Adjusting for poverty rate is not the same as adjusting for SES.
Analytic flexibility is astronomical , “after testing several models for the level 1 residuals (eg, homoscedastic, autoregressive error structure, etc), mixed-effects growth models with an unstructured residual covariance matrix were used (1) to regress life-expectancy, age-adjusted all-cause mortality rates, and a log-transformed measure of mortality rate disparity between Black and White individuals on the log-transformed representativeness ratio within each county”. Analytic plans for things like this should be pre-registered.
Not a criticism, but honest q: Can someone explain this figure to me. If the independent variable is .69, .77, and .85, and you log transform, how do you get this scale from 0 to 10? (Also some raw values must be over 1)
There is no data supplement. Wtf.
The way PCP is coded— isn’t it likely some subspecialists are miscoded as PCPs? How do I know this doesn’t vary by geography, location and race?
What about counties with more vs. less cross county health care receipt? Counties adjacent to large cities, etc? Does this not vary by geography and time?
How we do we know direction? Do more black physicians as fraction of all physicians standardized for blacks in the population improve black life expectancy?
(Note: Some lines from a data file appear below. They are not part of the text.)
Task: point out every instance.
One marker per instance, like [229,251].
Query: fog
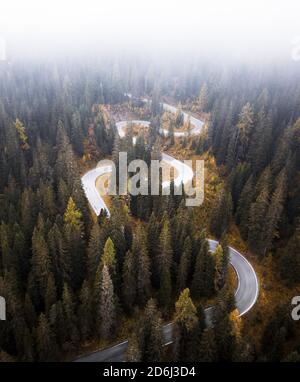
[256,30]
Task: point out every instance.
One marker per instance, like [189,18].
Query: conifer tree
[186,326]
[129,287]
[107,304]
[222,214]
[184,269]
[150,334]
[45,340]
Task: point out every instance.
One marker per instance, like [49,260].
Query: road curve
[246,293]
[245,297]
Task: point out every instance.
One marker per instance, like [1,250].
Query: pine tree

Or people (richer/ healthier) retire and move to regions that culturally suit them, and have doctors they prefer?
There are a million other points I could make, but it would get so technical, the reader will want to bludgeon me. Let me say, I have zero idea from reading this paper if this association is true or causal. My intuition tells me that black representation is just a marker of more desirable, socially diverse, thriving, growing places to live, and little more. I have zero confidence that the PCPs here are improving these outcomes through their medical practice.
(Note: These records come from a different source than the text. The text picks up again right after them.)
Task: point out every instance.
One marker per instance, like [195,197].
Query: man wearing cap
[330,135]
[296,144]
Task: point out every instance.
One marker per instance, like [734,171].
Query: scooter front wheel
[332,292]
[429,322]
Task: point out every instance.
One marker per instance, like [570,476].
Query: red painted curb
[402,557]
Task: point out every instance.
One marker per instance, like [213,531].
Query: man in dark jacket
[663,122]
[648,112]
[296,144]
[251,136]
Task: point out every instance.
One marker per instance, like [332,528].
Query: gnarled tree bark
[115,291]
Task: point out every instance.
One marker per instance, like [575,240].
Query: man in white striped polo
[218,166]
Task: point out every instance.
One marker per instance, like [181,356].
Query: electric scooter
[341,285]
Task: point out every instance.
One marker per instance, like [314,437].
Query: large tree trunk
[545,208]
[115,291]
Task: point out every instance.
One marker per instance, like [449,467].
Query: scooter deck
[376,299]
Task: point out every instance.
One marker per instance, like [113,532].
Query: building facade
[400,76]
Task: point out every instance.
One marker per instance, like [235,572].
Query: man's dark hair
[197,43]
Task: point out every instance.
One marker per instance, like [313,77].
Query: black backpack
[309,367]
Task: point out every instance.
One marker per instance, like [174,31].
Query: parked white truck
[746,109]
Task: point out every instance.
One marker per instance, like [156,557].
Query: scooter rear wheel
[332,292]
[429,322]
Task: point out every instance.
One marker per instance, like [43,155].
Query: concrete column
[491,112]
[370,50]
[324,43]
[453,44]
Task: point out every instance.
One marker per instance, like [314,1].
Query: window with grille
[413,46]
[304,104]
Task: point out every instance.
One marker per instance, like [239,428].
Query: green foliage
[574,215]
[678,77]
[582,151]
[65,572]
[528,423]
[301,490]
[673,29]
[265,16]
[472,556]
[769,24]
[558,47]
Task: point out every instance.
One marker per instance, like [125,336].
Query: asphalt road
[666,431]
Uncritical tweets and coverage
It is sad that we are descending into a world, where “purity” is prized over truth. As I said at the start, I share the policy goal of the promoters of this paper, but I think it is a terrible, awful idea to use low quality work like this to make ridiculous claims. First, those who disagree with the policy goal— at least the few smart ones— can carve this paper to bits. Second, it just further encourages an attitude in academics where doctors get dumber. Why did we mask 2 year olds, why do people say equipoise doesn’t exist for mask trials, and why didn’t we run RCTs of boosters— b/c many of us are not smart! Encouraging blind acceptance of low quality analyses— as this paper is— because it aligns with our political side further fuels our stupidity. It might be the root of all evil.
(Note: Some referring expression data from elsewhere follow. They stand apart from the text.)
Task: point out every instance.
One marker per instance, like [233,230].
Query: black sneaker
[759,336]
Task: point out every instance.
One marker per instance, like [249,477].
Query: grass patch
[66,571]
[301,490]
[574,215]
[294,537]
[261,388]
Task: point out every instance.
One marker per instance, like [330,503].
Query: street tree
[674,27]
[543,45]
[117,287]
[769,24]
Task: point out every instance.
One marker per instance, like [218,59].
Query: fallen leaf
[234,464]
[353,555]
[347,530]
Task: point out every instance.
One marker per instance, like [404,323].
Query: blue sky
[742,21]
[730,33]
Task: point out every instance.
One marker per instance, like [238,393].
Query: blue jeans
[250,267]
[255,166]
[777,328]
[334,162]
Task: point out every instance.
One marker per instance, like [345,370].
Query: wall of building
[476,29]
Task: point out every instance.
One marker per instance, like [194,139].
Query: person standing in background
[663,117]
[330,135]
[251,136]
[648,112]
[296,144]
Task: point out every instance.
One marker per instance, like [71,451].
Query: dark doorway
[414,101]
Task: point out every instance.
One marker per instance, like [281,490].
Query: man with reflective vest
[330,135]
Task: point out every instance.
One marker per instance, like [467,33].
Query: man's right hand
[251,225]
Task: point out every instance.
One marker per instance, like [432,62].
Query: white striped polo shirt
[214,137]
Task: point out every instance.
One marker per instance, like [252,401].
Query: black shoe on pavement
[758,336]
I am aware of one small, single region randomized trial showing black vs. asian/white docs improve adherence to 6 measures, and I will return someday to critically evaluate that, but no one has ever shown that race concordance can improve hard outcomes to this magnitude in prospective fashion, and remember this study does not even ensure race concordance, i.e. we have no idea if the extra black PCP ratio is seeing black patients. Likely it is just a marker as I describe.
Of course, this is a paper on a hot topic, and simple minded people will try to turn my essay in a binary comment, but I am a real scientific progressive. That means while I share your goal— I think p hacking a dataset to yield a clearly bullshit conclusion doesn’t help anyone. It may lead to a some uncritical headlines from reporters who forgot what journalism means, and you will preach to the choir, but you are not advancing the cause. PS: the stat article doesn't even summarize the exposure correctly.
The path forward is always and only pristine science. That should be something we all agree on.